Circumstantially Pompous

Twelve years ago I graduated from high school.  When Jostens came to my school on the day we were to order our cap & gown and other graduation paraphernalia, I was incensed.  It's a monopoly.  My choice was Jostens or nothing.  So I went with nothing.  I took a moral stand against Jostens' monopoly.  That wasn't good.  I was on the administrators' radar because I was in the top 10 in my graduating class.  I was asked no fewer than 5 times by the various administrators of my school whether I wouldn't change my mind and actually participate in the ceremony.  In fact, one of them even talked to me as I was sitting with the band ready to start playing for graduation.

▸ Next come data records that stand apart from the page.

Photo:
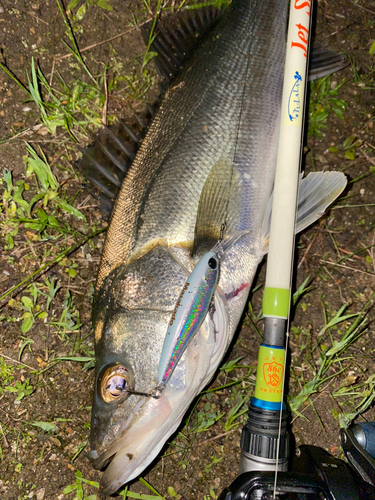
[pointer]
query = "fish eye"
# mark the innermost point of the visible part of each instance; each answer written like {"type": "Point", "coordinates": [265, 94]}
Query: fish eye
{"type": "Point", "coordinates": [212, 262]}
{"type": "Point", "coordinates": [114, 383]}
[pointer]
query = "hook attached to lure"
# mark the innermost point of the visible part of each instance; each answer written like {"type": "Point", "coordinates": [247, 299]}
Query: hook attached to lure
{"type": "Point", "coordinates": [193, 304]}
{"type": "Point", "coordinates": [189, 313]}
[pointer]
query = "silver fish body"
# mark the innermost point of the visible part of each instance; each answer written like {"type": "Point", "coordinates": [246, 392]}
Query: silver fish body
{"type": "Point", "coordinates": [223, 110]}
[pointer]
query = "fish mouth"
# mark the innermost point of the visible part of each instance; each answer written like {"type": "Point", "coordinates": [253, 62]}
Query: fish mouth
{"type": "Point", "coordinates": [138, 444]}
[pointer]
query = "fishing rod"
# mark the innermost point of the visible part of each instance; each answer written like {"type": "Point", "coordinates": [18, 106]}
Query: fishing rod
{"type": "Point", "coordinates": [267, 468]}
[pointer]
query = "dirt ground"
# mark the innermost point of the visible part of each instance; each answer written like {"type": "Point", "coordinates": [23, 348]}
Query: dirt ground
{"type": "Point", "coordinates": [38, 386]}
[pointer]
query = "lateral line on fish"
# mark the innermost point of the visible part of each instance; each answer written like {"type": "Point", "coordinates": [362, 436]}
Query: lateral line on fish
{"type": "Point", "coordinates": [172, 143]}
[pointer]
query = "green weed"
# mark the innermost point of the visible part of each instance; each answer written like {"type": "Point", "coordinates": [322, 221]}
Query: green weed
{"type": "Point", "coordinates": [78, 14]}
{"type": "Point", "coordinates": [323, 101]}
{"type": "Point", "coordinates": [334, 353]}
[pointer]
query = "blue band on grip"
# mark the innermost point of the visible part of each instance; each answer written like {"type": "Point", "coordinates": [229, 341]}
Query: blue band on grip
{"type": "Point", "coordinates": [267, 405]}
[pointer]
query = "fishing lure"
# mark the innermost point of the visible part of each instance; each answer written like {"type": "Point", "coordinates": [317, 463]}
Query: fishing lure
{"type": "Point", "coordinates": [189, 313]}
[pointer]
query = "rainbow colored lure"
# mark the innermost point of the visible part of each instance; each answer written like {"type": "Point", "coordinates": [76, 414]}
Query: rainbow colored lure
{"type": "Point", "coordinates": [190, 311]}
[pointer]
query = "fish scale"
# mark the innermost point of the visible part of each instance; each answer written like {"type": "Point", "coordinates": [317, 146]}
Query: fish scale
{"type": "Point", "coordinates": [202, 114]}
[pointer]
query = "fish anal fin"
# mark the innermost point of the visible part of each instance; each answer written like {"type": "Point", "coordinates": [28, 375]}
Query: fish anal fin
{"type": "Point", "coordinates": [316, 192]}
{"type": "Point", "coordinates": [324, 61]}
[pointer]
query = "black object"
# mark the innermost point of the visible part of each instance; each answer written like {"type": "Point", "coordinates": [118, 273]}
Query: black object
{"type": "Point", "coordinates": [314, 474]}
{"type": "Point", "coordinates": [259, 440]}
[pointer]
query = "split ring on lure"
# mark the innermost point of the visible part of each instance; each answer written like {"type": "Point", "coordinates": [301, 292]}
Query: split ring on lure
{"type": "Point", "coordinates": [190, 311]}
{"type": "Point", "coordinates": [188, 315]}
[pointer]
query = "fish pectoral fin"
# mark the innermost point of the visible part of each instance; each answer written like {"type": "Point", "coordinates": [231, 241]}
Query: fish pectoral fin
{"type": "Point", "coordinates": [220, 195]}
{"type": "Point", "coordinates": [316, 192]}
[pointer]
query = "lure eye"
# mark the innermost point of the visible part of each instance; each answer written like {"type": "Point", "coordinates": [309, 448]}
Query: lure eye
{"type": "Point", "coordinates": [212, 263]}
{"type": "Point", "coordinates": [114, 383]}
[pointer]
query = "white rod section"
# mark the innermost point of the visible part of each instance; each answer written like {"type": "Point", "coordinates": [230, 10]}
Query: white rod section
{"type": "Point", "coordinates": [282, 230]}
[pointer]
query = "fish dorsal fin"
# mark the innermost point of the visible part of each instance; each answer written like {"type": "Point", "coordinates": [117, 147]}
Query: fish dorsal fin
{"type": "Point", "coordinates": [316, 192]}
{"type": "Point", "coordinates": [220, 195]}
{"type": "Point", "coordinates": [177, 35]}
{"type": "Point", "coordinates": [324, 61]}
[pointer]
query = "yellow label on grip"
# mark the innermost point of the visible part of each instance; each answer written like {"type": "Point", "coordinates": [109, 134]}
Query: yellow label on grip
{"type": "Point", "coordinates": [270, 372]}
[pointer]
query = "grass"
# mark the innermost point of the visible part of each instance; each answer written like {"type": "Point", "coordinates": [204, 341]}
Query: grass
{"type": "Point", "coordinates": [41, 219]}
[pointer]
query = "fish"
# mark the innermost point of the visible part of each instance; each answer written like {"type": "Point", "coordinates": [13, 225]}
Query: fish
{"type": "Point", "coordinates": [206, 162]}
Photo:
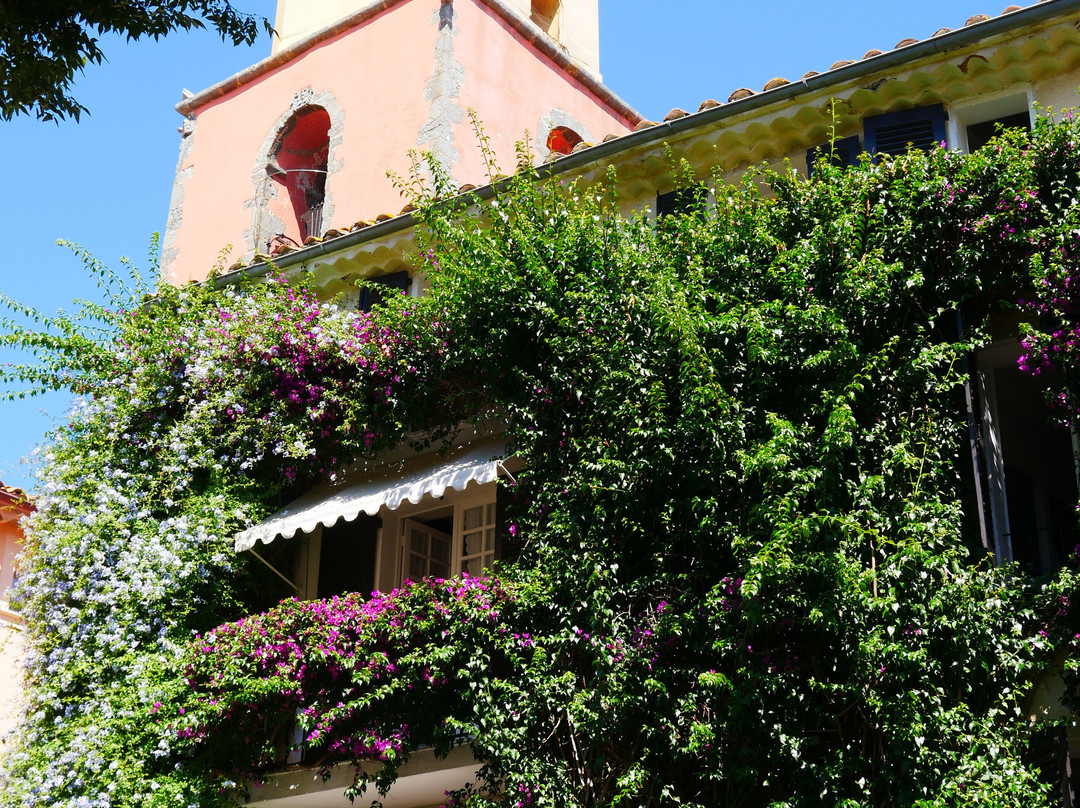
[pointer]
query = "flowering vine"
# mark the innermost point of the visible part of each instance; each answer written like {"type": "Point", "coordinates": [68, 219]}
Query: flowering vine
{"type": "Point", "coordinates": [747, 571]}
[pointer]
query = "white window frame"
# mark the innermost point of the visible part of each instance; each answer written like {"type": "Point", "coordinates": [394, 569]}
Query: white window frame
{"type": "Point", "coordinates": [986, 108]}
{"type": "Point", "coordinates": [391, 555]}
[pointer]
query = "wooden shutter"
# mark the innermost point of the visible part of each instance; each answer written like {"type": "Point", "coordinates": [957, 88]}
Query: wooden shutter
{"type": "Point", "coordinates": [369, 296]}
{"type": "Point", "coordinates": [921, 128]}
{"type": "Point", "coordinates": [840, 152]}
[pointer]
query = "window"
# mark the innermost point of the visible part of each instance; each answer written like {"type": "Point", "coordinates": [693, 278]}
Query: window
{"type": "Point", "coordinates": [921, 128]}
{"type": "Point", "coordinates": [680, 200]}
{"type": "Point", "coordinates": [346, 561]}
{"type": "Point", "coordinates": [976, 122]}
{"type": "Point", "coordinates": [844, 151]}
{"type": "Point", "coordinates": [298, 162]}
{"type": "Point", "coordinates": [1028, 465]}
{"type": "Point", "coordinates": [382, 285]}
{"type": "Point", "coordinates": [545, 14]}
{"type": "Point", "coordinates": [562, 140]}
{"type": "Point", "coordinates": [448, 540]}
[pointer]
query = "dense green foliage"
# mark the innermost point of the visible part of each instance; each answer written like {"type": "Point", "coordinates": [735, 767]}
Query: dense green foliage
{"type": "Point", "coordinates": [751, 573]}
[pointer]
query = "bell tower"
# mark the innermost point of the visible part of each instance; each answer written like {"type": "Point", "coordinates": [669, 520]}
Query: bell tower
{"type": "Point", "coordinates": [572, 24]}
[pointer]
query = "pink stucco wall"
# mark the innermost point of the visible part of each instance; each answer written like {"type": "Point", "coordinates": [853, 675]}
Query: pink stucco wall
{"type": "Point", "coordinates": [377, 73]}
{"type": "Point", "coordinates": [512, 85]}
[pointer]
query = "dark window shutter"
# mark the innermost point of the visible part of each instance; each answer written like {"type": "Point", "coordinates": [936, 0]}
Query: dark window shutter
{"type": "Point", "coordinates": [507, 547]}
{"type": "Point", "coordinates": [369, 296]}
{"type": "Point", "coordinates": [840, 152]}
{"type": "Point", "coordinates": [891, 133]}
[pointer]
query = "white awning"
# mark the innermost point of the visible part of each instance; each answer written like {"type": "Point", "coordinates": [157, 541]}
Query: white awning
{"type": "Point", "coordinates": [385, 486]}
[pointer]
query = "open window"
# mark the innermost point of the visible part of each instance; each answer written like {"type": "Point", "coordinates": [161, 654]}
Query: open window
{"type": "Point", "coordinates": [1028, 474]}
{"type": "Point", "coordinates": [449, 539]}
{"type": "Point", "coordinates": [841, 152]}
{"type": "Point", "coordinates": [680, 200]}
{"type": "Point", "coordinates": [380, 287]}
{"type": "Point", "coordinates": [548, 15]}
{"type": "Point", "coordinates": [406, 520]}
{"type": "Point", "coordinates": [298, 162]}
{"type": "Point", "coordinates": [893, 133]}
{"type": "Point", "coordinates": [975, 123]}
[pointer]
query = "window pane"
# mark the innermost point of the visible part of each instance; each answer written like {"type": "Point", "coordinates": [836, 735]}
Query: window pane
{"type": "Point", "coordinates": [473, 566]}
{"type": "Point", "coordinates": [419, 542]}
{"type": "Point", "coordinates": [473, 517]}
{"type": "Point", "coordinates": [441, 551]}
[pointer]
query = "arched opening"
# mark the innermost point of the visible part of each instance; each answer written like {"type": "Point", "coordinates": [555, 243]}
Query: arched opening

Six years ago, I graduated twice.  In the Spring with my BS and in the Summer with my MS.  I was ambivalent.  I didn't really care one way or the other.  It was no longer a moral stand against monopolies.  It was just a lack of interest in the ceremony.  In fact, I didn't understand what the big deal was and why so many people chose to participate.

This semester, I graduated with my PhD.  That will most likely be the last degree I ever obtain in my life and therefore most likely my last chance to walk in a commencement ceremony.  That was one reason.  Another reason is that, as a professor, I will use my regalia on many occasions for the rest of my life.  Therefore, I bought my own so I could use it throughout the years.   Today was my commencement ceremony.  The first one where I actually wore my cap and gown--and hood.  The first one where I walked across the stage and had my name read.

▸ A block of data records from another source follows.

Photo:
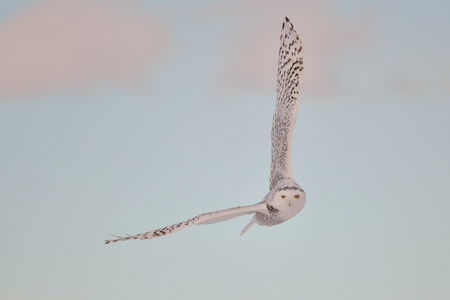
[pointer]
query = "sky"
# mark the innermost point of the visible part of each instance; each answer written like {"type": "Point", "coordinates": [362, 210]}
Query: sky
{"type": "Point", "coordinates": [129, 117]}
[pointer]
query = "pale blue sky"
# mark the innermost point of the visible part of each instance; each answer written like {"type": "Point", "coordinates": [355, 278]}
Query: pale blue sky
{"type": "Point", "coordinates": [186, 130]}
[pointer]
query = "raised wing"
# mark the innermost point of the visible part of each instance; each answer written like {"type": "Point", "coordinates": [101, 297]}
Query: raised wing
{"type": "Point", "coordinates": [290, 67]}
{"type": "Point", "coordinates": [206, 218]}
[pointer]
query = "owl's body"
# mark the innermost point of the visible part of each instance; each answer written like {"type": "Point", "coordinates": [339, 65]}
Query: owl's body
{"type": "Point", "coordinates": [285, 198]}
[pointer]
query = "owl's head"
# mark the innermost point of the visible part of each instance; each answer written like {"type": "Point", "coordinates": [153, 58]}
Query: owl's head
{"type": "Point", "coordinates": [289, 199]}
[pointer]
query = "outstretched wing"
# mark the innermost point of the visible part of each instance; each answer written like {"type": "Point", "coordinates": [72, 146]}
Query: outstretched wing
{"type": "Point", "coordinates": [290, 67]}
{"type": "Point", "coordinates": [206, 218]}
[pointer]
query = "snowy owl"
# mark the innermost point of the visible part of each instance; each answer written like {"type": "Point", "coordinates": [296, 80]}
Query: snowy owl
{"type": "Point", "coordinates": [285, 198]}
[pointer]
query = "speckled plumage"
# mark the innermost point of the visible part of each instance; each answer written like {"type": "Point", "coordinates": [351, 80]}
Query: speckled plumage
{"type": "Point", "coordinates": [285, 198]}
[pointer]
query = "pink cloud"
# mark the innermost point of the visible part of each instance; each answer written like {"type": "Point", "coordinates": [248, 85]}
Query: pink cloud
{"type": "Point", "coordinates": [253, 42]}
{"type": "Point", "coordinates": [77, 44]}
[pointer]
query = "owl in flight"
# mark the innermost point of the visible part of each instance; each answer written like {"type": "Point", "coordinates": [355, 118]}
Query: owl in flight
{"type": "Point", "coordinates": [285, 198]}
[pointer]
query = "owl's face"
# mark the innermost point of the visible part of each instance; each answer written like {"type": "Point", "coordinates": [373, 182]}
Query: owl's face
{"type": "Point", "coordinates": [288, 201]}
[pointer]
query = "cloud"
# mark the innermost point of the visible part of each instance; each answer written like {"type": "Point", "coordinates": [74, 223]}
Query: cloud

It was great.  It was actually a very brief ceremony.  They only had one speaker, who only spoke for a few minutes.  We sang the National Anthem and the school's alma mater (at the end).  Aside from the reading of names and the walking, I think that it was under a half hour.  It was actually really exciting to be part of something fancy and special.  I was surprised at how it affected me.  I felt warm and excited.  I felt good.  I realized that there's a reason for all of the pomp and circumstance that we humans do.  Before, I just thought it was silly and pointless.

Logically, it doesn't make any sense.  The outfits we wear while dressing in what Hugh Nibley affectionately calls the "black robes of a false priesthood" are ridiculous.  We wear a piece of cardboard on our heads.  We have a long, droopy colored piece of fabric that we drape down our backs.  It's pure nonsense.  So, before, I never really understood why people thought it was so special.  Now I think that it's special because people think it's special.  And that's good.  People are emotional.  People do silly things because of the emotions they elicit.  And I loved it.

And when they called my name, my husband and my friends were there to cheer for me.  It was great.  My advisor was proud of me as he placed the hood on me.  I have finished my long trek of college education.  I have not learned all there is to learn.  In fact, I intend to continue learning for the remainder of my life, as any professor should.  But my career as a college student is over.  I have attended 22 years of formal education.  I have attended 10 years of college.  I have earned 3 college degrees, all in mathematics.  I have spent countless hours working math problems, grading math problems, writing math problems, solving math problems.  I have studied many topics in mathematics.  And it has come to fruition.  I am now a doctor.  I have now officially joined the ranks of the stuffed shirts of academia (and, considering that I'm 260 pounds, my shirt really is stuffed).